И все же — как это случилось? Как проглядели все мы, что не чья-то, а наша страна стала местом.
Где преступленья лишь да казни,
Где страсти мелкой только жить.
Где не умеют без боязни
Ни ненавидеть, ни любить...
Думается, еще задолго до двадцатых-тридцатых годов наш народ был приучен к тому, что жестокость, насилие — не исключение, а норма жизни. Конечно, куда спокойнее рассуждать, как это порой принято, о ладе и согласии, якобы царивших повсеместно в нашем отечестве до революции. Однако "...если мы только не перестанем закрывать глаза на прошедшее и говорить: зачем поминать старое, нам ясно станет, в чем наши точно такие же ужасы, только в новых формах" (Л.Толстой1).
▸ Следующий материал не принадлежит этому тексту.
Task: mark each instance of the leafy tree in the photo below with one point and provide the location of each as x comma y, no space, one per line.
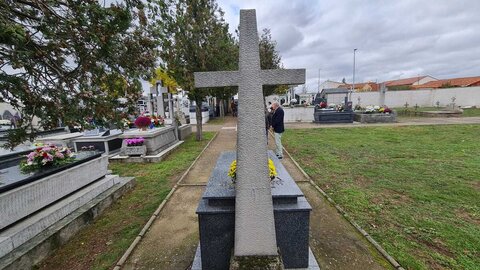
194,37
67,60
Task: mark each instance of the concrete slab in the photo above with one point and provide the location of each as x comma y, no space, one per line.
39,247
312,262
146,159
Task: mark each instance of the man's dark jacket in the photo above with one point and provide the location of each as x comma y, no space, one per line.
277,120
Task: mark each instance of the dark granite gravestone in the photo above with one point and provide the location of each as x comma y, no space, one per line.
216,215
332,116
254,219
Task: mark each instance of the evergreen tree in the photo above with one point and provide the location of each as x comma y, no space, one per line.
194,37
62,61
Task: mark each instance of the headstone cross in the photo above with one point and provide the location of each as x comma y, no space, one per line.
254,221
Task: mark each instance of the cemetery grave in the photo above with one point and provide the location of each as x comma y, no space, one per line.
375,114
326,113
42,195
100,245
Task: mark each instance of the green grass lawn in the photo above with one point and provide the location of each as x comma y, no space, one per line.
416,190
101,244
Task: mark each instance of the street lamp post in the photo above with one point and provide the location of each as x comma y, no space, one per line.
353,81
318,90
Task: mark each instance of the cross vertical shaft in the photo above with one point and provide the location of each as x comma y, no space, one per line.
254,222
254,219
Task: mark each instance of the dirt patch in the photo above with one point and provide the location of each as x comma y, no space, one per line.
199,174
476,185
466,216
171,241
388,196
335,242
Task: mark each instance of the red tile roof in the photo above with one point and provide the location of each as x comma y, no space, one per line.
374,86
459,82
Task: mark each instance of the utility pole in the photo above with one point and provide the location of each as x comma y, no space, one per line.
353,81
318,90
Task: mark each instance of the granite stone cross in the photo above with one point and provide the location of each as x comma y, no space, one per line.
254,220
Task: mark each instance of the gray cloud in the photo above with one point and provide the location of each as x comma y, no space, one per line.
395,39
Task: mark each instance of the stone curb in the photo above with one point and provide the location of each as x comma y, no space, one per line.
372,241
149,223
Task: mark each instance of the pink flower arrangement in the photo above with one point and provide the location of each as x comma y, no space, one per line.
135,141
143,121
50,155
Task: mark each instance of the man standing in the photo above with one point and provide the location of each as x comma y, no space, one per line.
278,128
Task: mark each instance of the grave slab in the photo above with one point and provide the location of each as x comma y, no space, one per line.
30,193
107,143
156,140
216,213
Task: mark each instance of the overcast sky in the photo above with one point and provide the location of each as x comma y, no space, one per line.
395,39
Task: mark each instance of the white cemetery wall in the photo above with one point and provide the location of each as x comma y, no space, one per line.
464,96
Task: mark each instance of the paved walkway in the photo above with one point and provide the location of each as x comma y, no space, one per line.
172,239
402,121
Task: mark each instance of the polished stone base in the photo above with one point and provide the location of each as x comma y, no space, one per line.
216,217
332,117
312,262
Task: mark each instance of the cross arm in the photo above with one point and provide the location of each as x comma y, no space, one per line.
216,79
283,76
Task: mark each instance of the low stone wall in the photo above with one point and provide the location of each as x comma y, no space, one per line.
156,140
184,131
24,200
298,114
376,117
332,117
216,217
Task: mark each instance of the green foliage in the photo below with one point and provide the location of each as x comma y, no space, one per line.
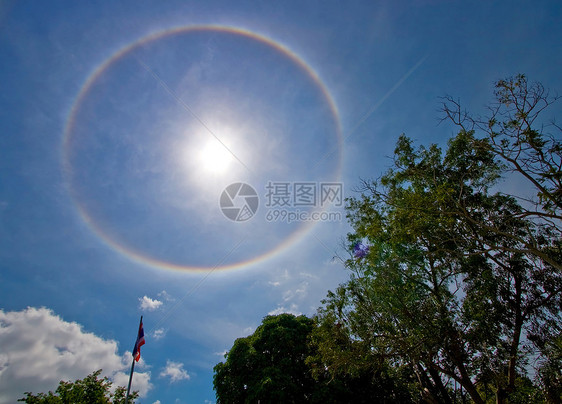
462,285
90,390
279,363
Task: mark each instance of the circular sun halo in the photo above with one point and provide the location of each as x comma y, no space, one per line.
214,157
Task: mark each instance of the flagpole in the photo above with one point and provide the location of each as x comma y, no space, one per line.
131,375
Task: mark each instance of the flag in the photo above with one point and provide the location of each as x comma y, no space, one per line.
139,342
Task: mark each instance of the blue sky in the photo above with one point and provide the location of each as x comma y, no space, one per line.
122,125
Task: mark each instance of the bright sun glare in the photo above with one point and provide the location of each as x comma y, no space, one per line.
214,157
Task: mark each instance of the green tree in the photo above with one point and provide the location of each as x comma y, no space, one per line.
279,364
90,390
461,284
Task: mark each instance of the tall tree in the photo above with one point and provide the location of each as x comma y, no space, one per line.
279,363
458,280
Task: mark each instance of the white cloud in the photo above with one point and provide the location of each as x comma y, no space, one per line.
39,349
166,296
148,304
175,371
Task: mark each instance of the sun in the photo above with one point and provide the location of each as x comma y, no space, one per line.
214,157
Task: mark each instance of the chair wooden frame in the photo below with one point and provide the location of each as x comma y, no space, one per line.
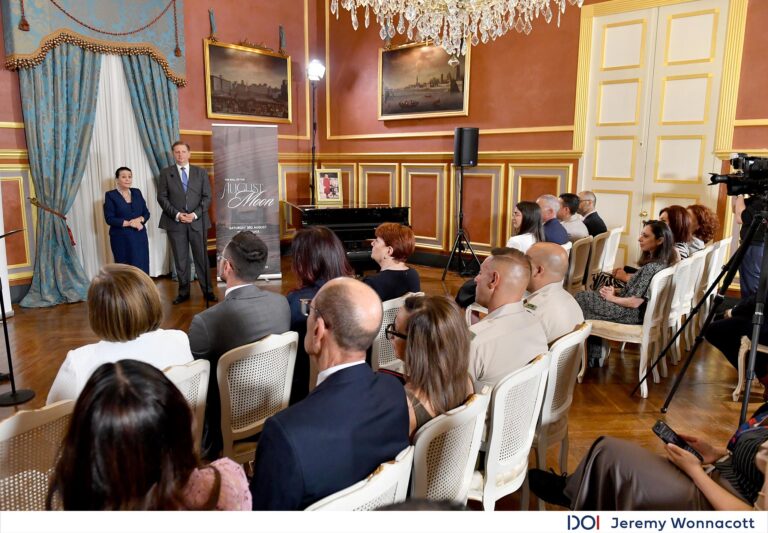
387,485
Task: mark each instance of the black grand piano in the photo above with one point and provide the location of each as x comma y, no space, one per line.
354,226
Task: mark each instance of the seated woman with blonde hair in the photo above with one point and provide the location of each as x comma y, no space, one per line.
124,310
431,337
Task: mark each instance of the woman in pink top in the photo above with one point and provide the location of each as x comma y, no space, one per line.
130,447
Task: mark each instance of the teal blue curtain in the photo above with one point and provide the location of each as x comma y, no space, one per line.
59,106
156,107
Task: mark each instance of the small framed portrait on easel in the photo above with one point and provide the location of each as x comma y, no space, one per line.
328,190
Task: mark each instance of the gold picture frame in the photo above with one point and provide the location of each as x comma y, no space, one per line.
416,81
329,188
244,83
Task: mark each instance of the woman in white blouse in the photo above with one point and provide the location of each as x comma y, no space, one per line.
124,310
527,226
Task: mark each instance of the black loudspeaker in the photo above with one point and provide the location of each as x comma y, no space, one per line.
465,147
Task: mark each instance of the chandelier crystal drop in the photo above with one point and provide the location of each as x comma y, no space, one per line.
451,23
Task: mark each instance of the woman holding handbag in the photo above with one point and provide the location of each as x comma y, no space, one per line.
627,305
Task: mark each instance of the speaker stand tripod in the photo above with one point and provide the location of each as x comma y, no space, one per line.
461,241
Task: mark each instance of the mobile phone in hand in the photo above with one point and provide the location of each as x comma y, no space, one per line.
665,433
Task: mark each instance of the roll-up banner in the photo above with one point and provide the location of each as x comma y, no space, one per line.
245,187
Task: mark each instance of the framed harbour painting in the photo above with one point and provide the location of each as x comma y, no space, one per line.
420,81
244,83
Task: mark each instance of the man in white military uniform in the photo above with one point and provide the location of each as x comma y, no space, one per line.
570,219
509,336
557,310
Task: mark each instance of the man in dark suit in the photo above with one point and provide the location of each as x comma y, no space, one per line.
184,193
553,230
246,315
587,205
354,419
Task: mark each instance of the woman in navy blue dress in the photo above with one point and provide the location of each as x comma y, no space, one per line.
126,213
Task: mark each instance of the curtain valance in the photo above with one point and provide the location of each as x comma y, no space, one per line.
32,28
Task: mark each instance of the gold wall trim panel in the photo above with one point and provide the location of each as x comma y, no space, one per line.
450,133
729,84
750,122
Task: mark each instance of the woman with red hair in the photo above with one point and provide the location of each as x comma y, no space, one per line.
393,244
704,224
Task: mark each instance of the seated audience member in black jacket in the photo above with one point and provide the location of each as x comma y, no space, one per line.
393,244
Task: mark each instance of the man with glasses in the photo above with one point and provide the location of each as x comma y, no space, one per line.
587,206
246,315
354,419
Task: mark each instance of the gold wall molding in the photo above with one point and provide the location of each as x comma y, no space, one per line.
731,74
750,122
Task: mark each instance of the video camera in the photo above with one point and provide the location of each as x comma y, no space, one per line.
750,176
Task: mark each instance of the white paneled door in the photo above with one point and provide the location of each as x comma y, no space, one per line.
653,99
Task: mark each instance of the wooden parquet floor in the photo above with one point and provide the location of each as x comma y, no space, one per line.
40,339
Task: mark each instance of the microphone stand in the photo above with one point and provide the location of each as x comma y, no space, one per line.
14,397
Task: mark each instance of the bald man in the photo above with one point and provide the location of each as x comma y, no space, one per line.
509,336
557,310
553,230
588,212
354,419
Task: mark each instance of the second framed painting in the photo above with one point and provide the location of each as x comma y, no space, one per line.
243,83
420,81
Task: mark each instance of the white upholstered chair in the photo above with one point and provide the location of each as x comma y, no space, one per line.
388,484
566,355
515,408
596,254
446,451
382,352
192,380
254,384
611,247
577,265
29,448
649,333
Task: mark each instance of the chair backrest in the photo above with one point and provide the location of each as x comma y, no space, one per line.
29,448
577,264
565,358
515,408
596,257
657,310
192,380
446,450
611,247
254,384
681,283
709,255
382,352
697,273
388,484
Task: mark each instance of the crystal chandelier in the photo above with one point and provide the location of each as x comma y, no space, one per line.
452,24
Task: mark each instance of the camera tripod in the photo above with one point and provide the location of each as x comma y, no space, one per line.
461,241
727,274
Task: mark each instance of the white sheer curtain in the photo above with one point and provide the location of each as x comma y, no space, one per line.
115,143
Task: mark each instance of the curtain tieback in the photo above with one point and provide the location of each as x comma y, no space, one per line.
36,203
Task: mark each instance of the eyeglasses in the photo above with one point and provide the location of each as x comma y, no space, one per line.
390,331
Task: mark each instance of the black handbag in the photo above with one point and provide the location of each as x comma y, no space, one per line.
606,279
1Л.Толстой, "Не могу молчать". М., 1985 г., стр. 478.
Ведь это не во время коллективизации, не где-то на Колыме, а в столице Российской империи Девятого января 1905 года было убито более тысячи человек! И все это были нереволюционеры, не заговорщики, а простые русские люди, свято верящие в Бога, царя и отечество. По закону о военно-полевых судах, принятому в августе 1906 года, за 8 месяцев его действия в России было казнено 1100 человек. "Никто столько не казнил, и самым безобразным образом, как он, Столыпин, никто так не произвольничал, как он... Столыпинский режим уничтожил смертную казнь и обратил этот вид наказания в простое убийство. Часто совсем бессмысленное, убийство по недоразумению... Начали казнить направо и налево, прямо по усмотрению администрации казнят через пять-шесть лет после совершения преступления, казнят и за политическое убийство, и за ограбление винной лавки на пять рублей, мужчин и женщин, взрослых и несовершеннолетних"... Так писал граф Витте25.
25С.Ю.Витте. "Воспоминания", изд. 1923 г., стр.293-294.
Заметьте, это тогда, при Столыпине начали казнить "по усмотрению администрации", убийства были введены в ранг государственной политики и стали чем-то само собой разумеющимся, без чего нельзя обойтись. "Ужаснее же всего в этом то, что все эти бесчеловечные насилия и убийства, кроме того прямого зла, которое они причиняют жертвам насилий и их семьям, причиняют еще большее величайшее зло всему народу, разнося быстро распространяющееся, как пожар по сухой соломе, развращение всех сословий русского народа", — писал Лев Толстой26.